Turner then left Universal in visual effects and went to work at Dreamworks Animation on two computer-generated animated feature films, “Madagascar” and “Shark Tale.”
“Again, I was one of three minorities on a crew of 300 people,” she said. “Many times I was the only person of color and/or woman on the crew in both animation and visual effects. Very few people took me seriously, no matter how hard I worked, which was frustrating at times, but it also made me more determined to prove myself. I don’t give up easily.”
Due to her determination, Turner began to move up in the industry.
Turner said, “It was not easy, and, honestly, it was quite painful at times, but I still persevered.”
After this, Turner went to Sony Pictures Entertainment as head of the art department on a 2-D animated television series called “The Boondocks.” Turner would continue to bounce back and forth between both visual effects and animation, working on films and TV shows, such as Scary Movie 4, The Clone Wars (Star Wars), Nim’s Island, Avatar, Priest, Star Wars: The Rise of Skywalker, and many more.
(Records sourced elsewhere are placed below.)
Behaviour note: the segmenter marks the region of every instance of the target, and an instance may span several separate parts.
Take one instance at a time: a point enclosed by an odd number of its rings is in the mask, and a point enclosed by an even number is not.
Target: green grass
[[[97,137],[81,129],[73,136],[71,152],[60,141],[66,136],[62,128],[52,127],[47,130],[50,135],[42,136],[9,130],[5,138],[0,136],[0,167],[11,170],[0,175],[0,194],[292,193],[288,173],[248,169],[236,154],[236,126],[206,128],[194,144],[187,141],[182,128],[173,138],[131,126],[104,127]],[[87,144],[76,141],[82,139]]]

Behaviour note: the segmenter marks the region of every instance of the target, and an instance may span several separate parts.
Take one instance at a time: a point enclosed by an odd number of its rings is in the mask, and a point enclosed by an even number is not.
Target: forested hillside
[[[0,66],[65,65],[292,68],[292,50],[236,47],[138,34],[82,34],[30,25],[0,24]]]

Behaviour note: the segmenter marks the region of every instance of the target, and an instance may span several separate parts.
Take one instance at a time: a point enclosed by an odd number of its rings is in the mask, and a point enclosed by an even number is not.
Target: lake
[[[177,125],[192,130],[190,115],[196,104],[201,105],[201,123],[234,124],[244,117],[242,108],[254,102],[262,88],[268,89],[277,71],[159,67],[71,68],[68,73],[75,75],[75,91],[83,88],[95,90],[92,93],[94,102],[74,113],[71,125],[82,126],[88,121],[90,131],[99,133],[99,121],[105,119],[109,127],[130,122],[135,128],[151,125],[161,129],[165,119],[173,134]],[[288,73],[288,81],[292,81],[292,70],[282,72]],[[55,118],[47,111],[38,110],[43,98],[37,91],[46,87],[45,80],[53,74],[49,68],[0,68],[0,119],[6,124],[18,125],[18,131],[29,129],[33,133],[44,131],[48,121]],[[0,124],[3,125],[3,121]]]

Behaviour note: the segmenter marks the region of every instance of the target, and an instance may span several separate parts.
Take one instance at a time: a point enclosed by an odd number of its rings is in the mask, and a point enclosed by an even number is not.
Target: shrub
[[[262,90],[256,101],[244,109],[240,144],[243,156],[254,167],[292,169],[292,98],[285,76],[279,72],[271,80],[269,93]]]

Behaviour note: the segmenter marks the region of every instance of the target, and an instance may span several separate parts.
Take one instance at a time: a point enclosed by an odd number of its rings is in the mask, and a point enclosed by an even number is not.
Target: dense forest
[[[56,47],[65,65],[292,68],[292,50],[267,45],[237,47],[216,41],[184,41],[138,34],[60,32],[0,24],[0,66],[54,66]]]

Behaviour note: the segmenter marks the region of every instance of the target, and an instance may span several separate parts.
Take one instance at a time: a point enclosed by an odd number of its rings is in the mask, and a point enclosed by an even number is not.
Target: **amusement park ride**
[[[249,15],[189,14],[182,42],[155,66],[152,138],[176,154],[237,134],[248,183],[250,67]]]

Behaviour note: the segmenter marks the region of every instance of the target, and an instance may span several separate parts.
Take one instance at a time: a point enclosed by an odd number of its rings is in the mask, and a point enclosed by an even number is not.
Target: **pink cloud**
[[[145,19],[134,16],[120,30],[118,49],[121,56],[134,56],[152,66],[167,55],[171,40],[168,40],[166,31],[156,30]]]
Today, Turner has worked at nearly all the major studios, including Disney, Warner Brothers, Universal, 20th Century Fox, Lucasfilm, Technicolor, The Jim Henson Company and Dreamworks Animation.
“By many standards, I’ve had an amazing career. I’ve lived and worked overseas in Southeast Asia, working in animation and visual effects on two Star Wars movies and the Clone Wars animated television show. I’ve been a producer and an executive in the industry,” she said.
Currently, Turner is working as visual effects producer on a streaming show called “The Big Cigar” for Warner Brothers/Apple that will be released in 2023. The six-episode series will star André Holland as Black Panther leader Huey P. Newton and will tell the true story of how Newton relied on his best friend, Bert Schneider, the Hollywood producer behind the film “Easy Rider,” to elude a nationwide manhunt and escape to Cuba while being pursued into exile by the FBI.
“I am excited about this project because of the subject matter,” Turner said. “Coming from a biracial background while growing up in Chicago was very difficult in the 1970s. I was on my own a lot growing up in a segregated city. I want to tell more stories about this. I am also developing my own projects that push these boundaries."
In film production, Turner has many jobs that keep her challenged.
“I am in charge of breaking down scripts, creating budgets for visual effects, hiring vendors, artists and production support, setting up shows and working with directors, showrunners, producers, supervisors and creative teams to execute the directors' vision,” she said. “I also manage the daily creative process while collaborating closely with the director or showrunner on the final look of a show in both animation and visual effects.”
Turner notes that the best part of her job is collaborating with creatives who are at the top of their game and the best in the entertainment business.
“It is also quite rewarding to be working alongside them and be respected and considered an expert in my craft,” she said. “That aside, it can be very challenging to be taken seriously as a woman, a creative person and minority in this business.”
Even as she has reached new heights of success, Turner has not forgotten where she got her start 30 years ago, even as her now-33-year-old son follows in her footsteps as a visual effects production manager in the industry,
“NIU played a vital role in my success. I would not have this career if it weren’t for NIU, the boyfriend who convinced me to go there, college girlfriends who babysat while I studied for finals, the NIU daycare, NIU family housing, the Disney internship recruiters that visited NIU and the local community support on the college campus,” she said. “I have accomplished amazing things despite the odds being stacked against me. I was a teenage mother at 18 when I started this journey. I am blessed to have succeeded despite these odds. I am grateful for the education I received at NIU. Thank you, NIU, for allowing me to dream BIG!”